Le Sillon Lorrain qui fédère les villes et agglomérations d’Épinal, de Nancy, de Metz et de Thionville est candidat au label French Tech. Les acteurs publics et les entrepreneurs lorrains se mobilisent pour développer un écosystème numérique de premier ordre afin de stimuler les talents, doper la création de start-ups innovantes et assurer leur rayonnement à l’international. L’ambition de LORnTECH : faire du numérique un nouvel espace de création de richesses en Lorraine.
La Lorraine se réveille

La Lorraine se réveille (© 123RF)

Mis en place par le gouvernement français, le label Métropole French Tech a pour ambition d’identifier les métropoles les plus dynamiques en matière d’économie numérique. Autrement dit, la French Tech entend identifier l’excellence numérique à la française, à l’international. Le label French Tech s’accompagne d’une enveloppe de 200 millions destinés à aider les entreprises numériques à grandir plus vite, somme à laquelle s’ajoutent encore 15 millions d’euros visant à les aider à gagner en attractivité internationale. 

Il s’agit de multiplier par deux le nombre d’emplois dans le numérique d’ici 10 ans (soit 20 000 emplois). 
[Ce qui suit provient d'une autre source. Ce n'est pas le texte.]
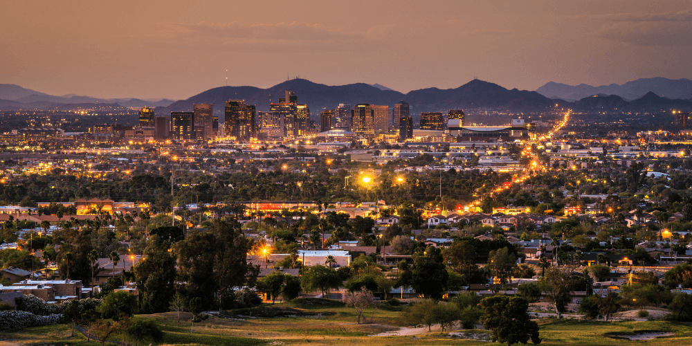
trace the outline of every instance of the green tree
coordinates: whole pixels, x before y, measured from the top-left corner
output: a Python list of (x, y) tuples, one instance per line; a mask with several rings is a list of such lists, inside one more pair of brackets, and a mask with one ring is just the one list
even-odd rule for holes
[(358, 324), (361, 324), (361, 316), (367, 307), (375, 304), (375, 297), (372, 292), (365, 288), (353, 292), (347, 292), (343, 297), (344, 304), (347, 307), (353, 307), (358, 314)]
[(103, 298), (96, 307), (96, 311), (104, 318), (120, 320), (120, 318), (131, 316), (137, 312), (137, 297), (129, 292), (111, 292)]
[(284, 291), (286, 286), (286, 275), (280, 271), (273, 271), (266, 276), (257, 280), (258, 291), (267, 292), (271, 295), (271, 304), (274, 304), (276, 298)]
[(481, 317), (483, 327), (493, 331), (493, 341), (527, 343), (529, 339), (534, 344), (540, 343), (538, 325), (531, 320), (527, 312), (529, 302), (520, 297), (493, 295), (480, 301), (484, 315)]
[(449, 273), (439, 248), (428, 246), (413, 254), (411, 274), (411, 286), (417, 293), (434, 300), (442, 298)]
[(517, 294), (520, 297), (523, 297), (529, 303), (538, 302), (540, 299), (543, 289), (540, 284), (537, 282), (529, 282), (521, 284), (517, 288)]
[(130, 325), (125, 329), (125, 334), (135, 340), (135, 345), (145, 339), (155, 343), (163, 340), (163, 332), (154, 318), (133, 318), (130, 320)]
[(517, 265), (517, 257), (507, 248), (491, 251), (489, 260), (487, 267), (493, 275), (500, 279), (500, 284), (507, 280)]
[(692, 321), (692, 295), (677, 293), (668, 307), (672, 319), (677, 321)]
[(168, 302), (175, 294), (176, 261), (168, 249), (167, 244), (152, 235), (143, 258), (133, 269), (144, 313), (168, 311)]
[(303, 288), (308, 291), (320, 290), (322, 296), (329, 296), (329, 291), (341, 286), (341, 277), (336, 271), (324, 266), (312, 266), (303, 268)]
[(566, 310), (567, 304), (571, 299), (574, 285), (572, 269), (552, 267), (545, 272), (545, 276), (542, 280), (548, 298), (554, 304), (558, 318), (561, 318), (562, 313)]
[(666, 286), (673, 289), (678, 285), (683, 289), (692, 288), (692, 265), (677, 264), (666, 272)]

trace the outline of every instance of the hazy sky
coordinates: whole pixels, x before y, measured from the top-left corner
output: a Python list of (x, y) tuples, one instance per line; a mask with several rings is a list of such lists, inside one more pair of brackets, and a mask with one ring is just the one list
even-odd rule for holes
[(57, 95), (692, 78), (689, 0), (3, 1), (0, 33), (0, 83)]

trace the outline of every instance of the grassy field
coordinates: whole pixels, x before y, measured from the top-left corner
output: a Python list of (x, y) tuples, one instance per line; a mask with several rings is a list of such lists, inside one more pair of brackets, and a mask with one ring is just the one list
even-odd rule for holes
[[(161, 345), (212, 345), (255, 346), (264, 345), (397, 346), (405, 345), (488, 345), (487, 342), (452, 337), (449, 332), (433, 331), (410, 336), (371, 336), (385, 331), (409, 327), (403, 313), (385, 309), (365, 312), (368, 324), (355, 323), (354, 311), (340, 303), (312, 304), (318, 300), (303, 300), (281, 303), (262, 309), (245, 309), (212, 316), (195, 323), (194, 333), (190, 331), (190, 318), (181, 314), (181, 322), (175, 313), (142, 316), (156, 318), (164, 331)], [(287, 309), (290, 308), (290, 309)], [(286, 309), (286, 310), (283, 310)], [(288, 311), (284, 317), (261, 317)], [(249, 315), (253, 315), (249, 317)], [(257, 317), (260, 315), (260, 317)], [(372, 322), (371, 322), (372, 320)], [(692, 327), (685, 324), (665, 321), (603, 322), (575, 320), (544, 319), (539, 321), (542, 345), (692, 345)], [(664, 331), (674, 335), (650, 340), (617, 338), (614, 334), (635, 334), (639, 331)], [(484, 331), (474, 333), (484, 334)], [(69, 325), (28, 328), (0, 334), (0, 346), (14, 345), (82, 345), (86, 343), (78, 334), (71, 337)], [(112, 341), (120, 342), (116, 336)], [(142, 343), (148, 345), (149, 342)], [(111, 344), (113, 345), (113, 344)], [(495, 344), (498, 345), (498, 344)]]

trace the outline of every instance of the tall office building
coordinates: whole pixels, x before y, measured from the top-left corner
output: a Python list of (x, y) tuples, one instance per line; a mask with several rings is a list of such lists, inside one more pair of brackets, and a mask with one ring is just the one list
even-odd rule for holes
[(192, 112), (194, 113), (194, 131), (197, 132), (197, 139), (208, 140), (212, 139), (212, 113), (213, 104), (196, 103), (192, 104)]
[(450, 109), (447, 113), (447, 120), (459, 119), (459, 125), (464, 126), (464, 111), (461, 109)]
[(689, 112), (677, 111), (675, 116), (677, 118), (677, 126), (679, 127), (686, 129), (692, 126), (692, 118), (690, 117)]
[(194, 140), (194, 112), (171, 112), (171, 138), (175, 140)]
[(310, 109), (307, 104), (294, 104), (295, 112), (296, 136), (305, 136), (309, 132), (310, 125)]
[(281, 139), (284, 137), (284, 118), (279, 112), (261, 111), (257, 138), (260, 139)]
[(404, 101), (399, 101), (394, 105), (392, 127), (395, 130), (399, 129), (399, 120), (405, 116), (411, 116), (411, 105)]
[(156, 140), (168, 139), (171, 128), (171, 122), (167, 116), (157, 116), (154, 118), (154, 137)]
[(226, 102), (226, 136), (247, 140), (256, 136), (255, 104), (246, 104), (244, 100), (229, 100)]
[(331, 127), (351, 129), (351, 105), (340, 103), (336, 109), (334, 109)]
[(351, 110), (351, 128), (354, 133), (372, 137), (375, 135), (375, 111), (367, 103), (356, 104)]
[(444, 130), (444, 118), (441, 113), (421, 113), (421, 129)]
[(298, 104), (298, 98), (293, 91), (286, 90), (278, 102), (269, 104), (269, 112), (280, 114), (284, 137), (295, 138), (307, 134), (310, 108), (307, 104)]
[(376, 106), (373, 104), (372, 110), (375, 114), (375, 132), (387, 132), (389, 131), (390, 119), (389, 106)]
[(413, 118), (402, 116), (399, 120), (399, 137), (402, 141), (413, 138)]
[(334, 115), (334, 113), (329, 109), (322, 112), (322, 116), (320, 116), (320, 132), (331, 129), (331, 118)]
[(139, 110), (139, 127), (154, 127), (154, 109), (144, 107)]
Partant du principe qu’ensemble on va plus loin, c’est un collectif qui a déposé sa candidature. Appelé Pôle métropolitain européen du Sillon Lorrain, ce réseau fédère les villes et agglomérations d’Épinal, de Nancy, de Metz et de Thionville. Et lorgne même un peu plus au nord encore puisque des connexions avec Luxembourg et la Sarre sont déjà activées. La démarche LORnTECH est le fruit d’un partenariat réunissant les acteurs privés et publics de la région, au service de l’écosystème numérique et du développement économique. Un écosystème qui n’a rien de virtuel. En Lorraine, le numérique, c’est 10 000 emplois, 2 000 entreprises parmi lesquelles des start-ups qui rayonnent à l’international, une centaine de laboratoires de recherche privés et publics, plus de 40 000 m2 de surface nette de stockage de données en Lorraine et au Luxembourg… C’est encore des lieux de formation, des outils de financement, des associations numériques, des lieux d’accueil et d’innovation. Favoriser la concrétisation des idées et la multiplication des projets, accélérer la croissance des entreprises, gagner en visibilité à l’international pour attirer d’autres talents encore, telles sont les grandes ambitions. « Les objectifs sont clairement affichés. Il s’agit de multiplier par deux le nombre d’emplois dans le numérique d’ici 10 ans (soit 20 000 emplois), d’augmenter le nombre de PME numériques de 50% d’ici 6 ans pour atteindre 4 000 PME numériques, de doubler le nombre de start-ups accélérées par LORnTECH en 3 ans, d’augmenter de 20% le nombre d’entreprises à dimension internationale d’ici 3 ans… » ont précisé Emilie Pawlak et Philippe Hénaux, le duo en charge de piloter le projet porté par le Sillon Lorrain, lors de l’officialisation de la candidature, le 13 octobre dernier, en présence de nombreux dirigeants et élus.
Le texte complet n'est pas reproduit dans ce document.